Interpreting elpd_diff - loo package

OK thanks! I’ve never really written any code at all (other than specifying models for off-the-shelf R packages), but I will try my best.

What I was asking above (and sorry for being unclear again!) is how bad would it be to compare the two models using non-pointwise WAIC (or DIC); i.e., the value that comes with the model summary:

Log-likelihood at expected values: -7114.01
Deviance: 14228.02
DIC: 14823.37
Effective number of parameters (pD): 297.68
WAIC (SE): 14828.32 (170.9)
pWAIC: 292.09

I understand it’s far less accurate than the pointwise version, but is it “good enough” for comparing between two models which should be very different?

That value is the sum of pointwise values. There is no non-pointwise version of DIC/WAIC (in theory there could be, but they would fail so likely that just forget that).

Right - so can’t I just compare the two models on the sum of the pointwise values

WAIC=(as.numeric(WAIC(Both_M)))-(as.numeric(WAIC(Both_NO_CA_M)))
WAIC
[1] -6.837828

and interpret this like an AIC value? I know it’s not optimal - but is it a reasonably good approximation, or totally wrongheaded?

Totally wrongheaded!

I dislike all information criterion as they are so easily hiding the original assumptions Akaike made, as this discussion also illustrates.

OK thanks!

Update: this is on its way with the new loo and rstanarm packages we’re releasing next week (both already on GitHub). There will be an example at help("loo", package = "rstanarm") when it comes out.

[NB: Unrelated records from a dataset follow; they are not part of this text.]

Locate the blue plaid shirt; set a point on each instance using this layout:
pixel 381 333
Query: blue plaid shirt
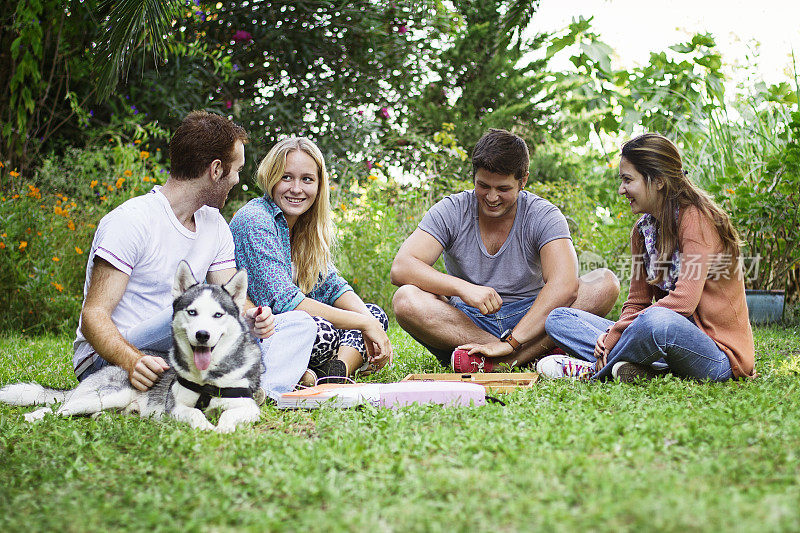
pixel 261 236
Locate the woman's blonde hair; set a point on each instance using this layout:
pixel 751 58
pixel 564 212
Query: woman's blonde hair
pixel 312 237
pixel 654 156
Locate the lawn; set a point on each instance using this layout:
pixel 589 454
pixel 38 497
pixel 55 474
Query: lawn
pixel 669 455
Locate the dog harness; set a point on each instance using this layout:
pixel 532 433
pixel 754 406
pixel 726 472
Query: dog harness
pixel 207 391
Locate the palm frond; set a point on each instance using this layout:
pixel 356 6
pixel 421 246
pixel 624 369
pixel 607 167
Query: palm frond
pixel 127 26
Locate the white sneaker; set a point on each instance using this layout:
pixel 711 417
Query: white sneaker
pixel 563 366
pixel 626 372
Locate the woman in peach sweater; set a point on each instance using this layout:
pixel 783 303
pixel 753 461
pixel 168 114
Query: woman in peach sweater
pixel 686 310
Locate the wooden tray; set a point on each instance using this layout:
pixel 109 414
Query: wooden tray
pixel 496 382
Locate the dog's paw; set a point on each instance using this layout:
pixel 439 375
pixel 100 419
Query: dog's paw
pixel 225 428
pixel 198 421
pixel 35 416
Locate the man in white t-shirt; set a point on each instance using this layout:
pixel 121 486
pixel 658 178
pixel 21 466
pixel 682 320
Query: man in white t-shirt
pixel 509 260
pixel 137 247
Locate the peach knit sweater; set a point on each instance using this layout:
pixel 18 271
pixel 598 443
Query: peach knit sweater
pixel 710 289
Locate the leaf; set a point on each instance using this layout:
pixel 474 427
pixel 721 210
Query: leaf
pixel 559 43
pixel 684 48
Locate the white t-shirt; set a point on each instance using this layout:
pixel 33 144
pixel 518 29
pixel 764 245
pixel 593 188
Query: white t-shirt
pixel 144 239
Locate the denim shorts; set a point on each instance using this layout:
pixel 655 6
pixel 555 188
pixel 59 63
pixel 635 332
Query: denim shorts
pixel 507 317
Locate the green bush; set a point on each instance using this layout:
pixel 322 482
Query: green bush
pixel 372 221
pixel 48 225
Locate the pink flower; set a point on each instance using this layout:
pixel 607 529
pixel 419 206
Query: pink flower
pixel 242 36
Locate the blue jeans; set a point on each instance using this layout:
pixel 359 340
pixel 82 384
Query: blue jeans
pixel 657 334
pixel 284 354
pixel 507 317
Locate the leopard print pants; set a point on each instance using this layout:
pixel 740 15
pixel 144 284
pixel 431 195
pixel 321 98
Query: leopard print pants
pixel 329 339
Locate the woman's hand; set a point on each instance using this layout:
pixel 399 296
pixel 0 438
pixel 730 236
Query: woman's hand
pixel 261 321
pixel 376 341
pixel 600 352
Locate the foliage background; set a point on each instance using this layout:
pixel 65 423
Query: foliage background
pixel 396 93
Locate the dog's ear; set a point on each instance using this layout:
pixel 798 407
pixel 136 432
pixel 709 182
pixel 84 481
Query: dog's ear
pixel 183 279
pixel 237 288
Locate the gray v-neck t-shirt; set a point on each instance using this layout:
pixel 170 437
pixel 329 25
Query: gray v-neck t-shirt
pixel 515 271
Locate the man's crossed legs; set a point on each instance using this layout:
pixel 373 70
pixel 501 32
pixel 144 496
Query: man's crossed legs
pixel 441 326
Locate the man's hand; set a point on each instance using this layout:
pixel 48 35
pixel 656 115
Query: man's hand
pixel 146 371
pixel 261 321
pixel 492 349
pixel 484 299
pixel 600 352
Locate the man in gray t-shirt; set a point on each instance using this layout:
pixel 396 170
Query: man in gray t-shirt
pixel 509 261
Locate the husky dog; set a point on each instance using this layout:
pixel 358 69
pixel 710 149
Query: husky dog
pixel 214 362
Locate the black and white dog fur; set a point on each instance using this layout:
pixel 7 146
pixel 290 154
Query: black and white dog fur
pixel 212 351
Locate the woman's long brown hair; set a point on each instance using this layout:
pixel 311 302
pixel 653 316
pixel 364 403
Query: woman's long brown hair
pixel 656 157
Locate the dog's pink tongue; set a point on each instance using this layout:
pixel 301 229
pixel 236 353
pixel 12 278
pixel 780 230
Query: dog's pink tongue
pixel 202 357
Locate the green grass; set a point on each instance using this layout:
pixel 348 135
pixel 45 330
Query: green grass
pixel 668 455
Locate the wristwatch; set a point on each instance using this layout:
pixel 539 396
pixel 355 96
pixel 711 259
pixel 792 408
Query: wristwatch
pixel 509 338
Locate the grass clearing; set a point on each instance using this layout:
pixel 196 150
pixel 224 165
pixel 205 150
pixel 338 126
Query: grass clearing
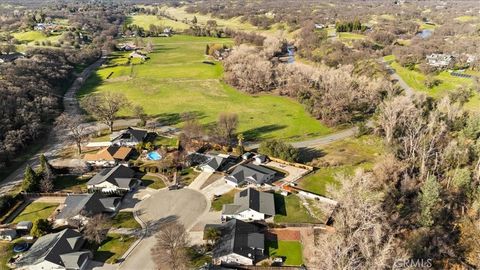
pixel 125 220
pixel 152 181
pixel 175 81
pixel 71 183
pixel 113 248
pixel 342 157
pixel 291 250
pixel 35 211
pixel 290 209
pixel 145 21
pixel 226 198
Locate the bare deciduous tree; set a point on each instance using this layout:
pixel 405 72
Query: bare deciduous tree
pixel 105 106
pixel 74 129
pixel 170 248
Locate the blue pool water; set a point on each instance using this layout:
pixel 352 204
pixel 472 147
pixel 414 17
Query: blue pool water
pixel 154 156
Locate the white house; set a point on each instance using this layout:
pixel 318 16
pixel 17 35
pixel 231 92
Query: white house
pixel 250 205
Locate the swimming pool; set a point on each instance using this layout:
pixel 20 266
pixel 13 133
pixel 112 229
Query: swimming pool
pixel 154 155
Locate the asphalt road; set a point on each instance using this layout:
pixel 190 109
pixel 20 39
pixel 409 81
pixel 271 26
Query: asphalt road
pixel 184 205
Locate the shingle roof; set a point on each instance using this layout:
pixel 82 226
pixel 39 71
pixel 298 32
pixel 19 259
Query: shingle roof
pixel 250 172
pixel 84 204
pixel 59 248
pixel 250 198
pixel 119 175
pixel 241 238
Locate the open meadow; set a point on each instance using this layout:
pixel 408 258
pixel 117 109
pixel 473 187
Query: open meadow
pixel 176 80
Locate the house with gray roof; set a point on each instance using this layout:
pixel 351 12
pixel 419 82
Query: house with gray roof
pixel 82 206
pixel 240 243
pixel 250 204
pixel 130 137
pixel 250 174
pixel 62 250
pixel 112 180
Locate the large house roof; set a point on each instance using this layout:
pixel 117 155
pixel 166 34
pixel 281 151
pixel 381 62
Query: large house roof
pixel 110 153
pixel 60 248
pixel 242 238
pixel 250 198
pixel 250 172
pixel 120 176
pixel 86 205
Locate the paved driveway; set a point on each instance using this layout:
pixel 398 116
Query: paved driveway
pixel 185 205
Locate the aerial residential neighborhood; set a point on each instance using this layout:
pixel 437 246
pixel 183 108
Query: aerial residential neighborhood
pixel 222 135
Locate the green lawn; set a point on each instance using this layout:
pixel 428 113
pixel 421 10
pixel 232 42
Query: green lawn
pixel 72 183
pixel 145 21
pixel 291 250
pixel 125 220
pixel 35 211
pixel 226 198
pixel 153 181
pixel 113 248
pixel 342 157
pixel 175 81
pixel 290 209
pixel 416 79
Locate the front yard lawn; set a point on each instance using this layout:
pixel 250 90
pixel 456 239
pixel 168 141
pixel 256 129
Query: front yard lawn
pixel 35 211
pixel 72 183
pixel 290 209
pixel 152 181
pixel 224 199
pixel 290 250
pixel 125 220
pixel 113 248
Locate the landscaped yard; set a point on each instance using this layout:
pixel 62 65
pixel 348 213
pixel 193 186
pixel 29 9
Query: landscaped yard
pixel 290 250
pixel 224 199
pixel 113 248
pixel 152 181
pixel 35 211
pixel 175 81
pixel 72 183
pixel 125 220
pixel 342 157
pixel 290 209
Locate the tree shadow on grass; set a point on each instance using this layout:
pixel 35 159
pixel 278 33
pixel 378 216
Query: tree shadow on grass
pixel 309 154
pixel 280 208
pixel 255 133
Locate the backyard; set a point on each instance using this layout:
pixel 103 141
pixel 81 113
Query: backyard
pixel 175 80
pixel 290 250
pixel 290 209
pixel 113 248
pixel 35 211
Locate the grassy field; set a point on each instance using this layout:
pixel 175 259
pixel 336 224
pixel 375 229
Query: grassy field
pixel 125 220
pixel 342 157
pixel 234 23
pixel 416 79
pixel 145 21
pixel 291 250
pixel 175 81
pixel 153 181
pixel 290 209
pixel 35 211
pixel 113 248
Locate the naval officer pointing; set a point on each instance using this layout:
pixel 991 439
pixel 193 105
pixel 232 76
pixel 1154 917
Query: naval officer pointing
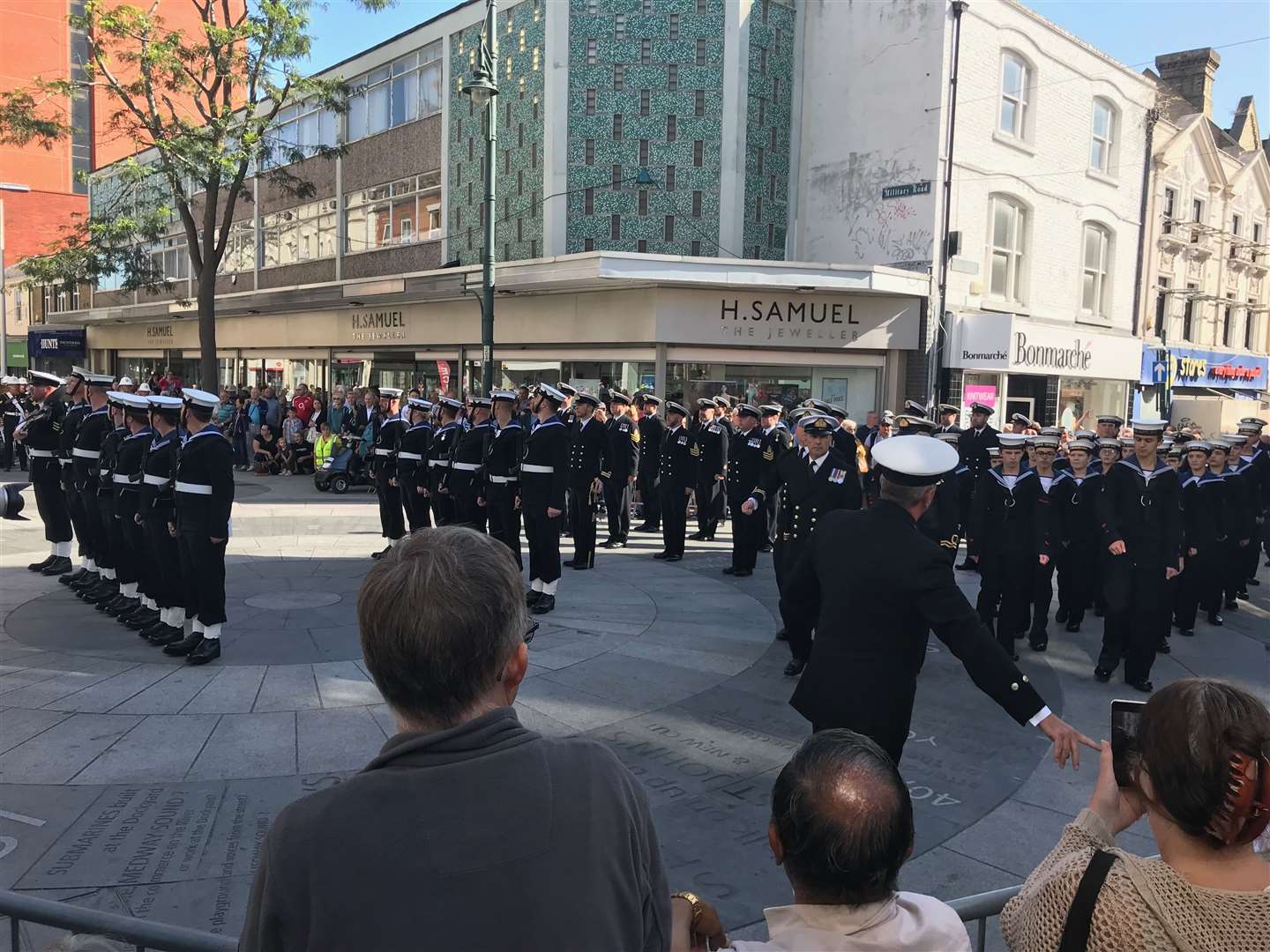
pixel 868 651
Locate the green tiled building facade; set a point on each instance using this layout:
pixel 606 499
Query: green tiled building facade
pixel 519 167
pixel 646 92
pixel 767 129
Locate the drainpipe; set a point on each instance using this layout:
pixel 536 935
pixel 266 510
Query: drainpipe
pixel 940 312
pixel 1152 118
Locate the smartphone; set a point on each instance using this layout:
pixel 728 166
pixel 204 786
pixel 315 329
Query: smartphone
pixel 1125 718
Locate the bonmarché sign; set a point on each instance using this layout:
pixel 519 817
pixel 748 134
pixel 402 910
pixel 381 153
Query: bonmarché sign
pixel 377 325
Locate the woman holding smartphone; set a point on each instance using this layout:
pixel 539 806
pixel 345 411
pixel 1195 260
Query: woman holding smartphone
pixel 1206 800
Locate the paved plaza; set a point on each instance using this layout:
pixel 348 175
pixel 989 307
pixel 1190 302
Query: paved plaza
pixel 132 784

I know this is a very old post, but I am stuck on this very problem.
Apologies if this is formulated in a really unwieldy way. I have two (related) questions

Does this effectively mean that using LOO-CV is not well suited for comparing two models that differ minimally (e.g. with vs. without a predictor of a main effect) but that have multiple observations within clusters ?

Related to this - I have models:

m1: reactiontime ~ condition + (1|Participant)
m2: reactiontime ~ 1 + (1| Participant)

Condition is a factor with two levels: Baseline and Distraction

The theory predicts that participants in the Distraction condition will react slower.

In order to investigate this, can I just “use [m1] and look at the marginal posterior of the effect” , e.g. in a psycholinguistics journal? Or do I “need” to do LOO-CV comparison?

1 Like

You can also start a new thread and refer to an old post.

It is well suited if you are interested in the difference in predictive performance and leave-one-out approximates your prediction task well. You may need a different structure in cross-validation if you are, for example, interested in predicting jointly for a future data arriving in clusters.

I don’t have any information what psycholinguistics journals expect. If you are interested in the magnitude of the effect and not in how well either model predicts the reactiontime then looking at the posterior is sensible. As you have just one unknown condition parameter, looking at the marginal can be informative as the posterior dependency with participant effects is likely to be small.

2 Likes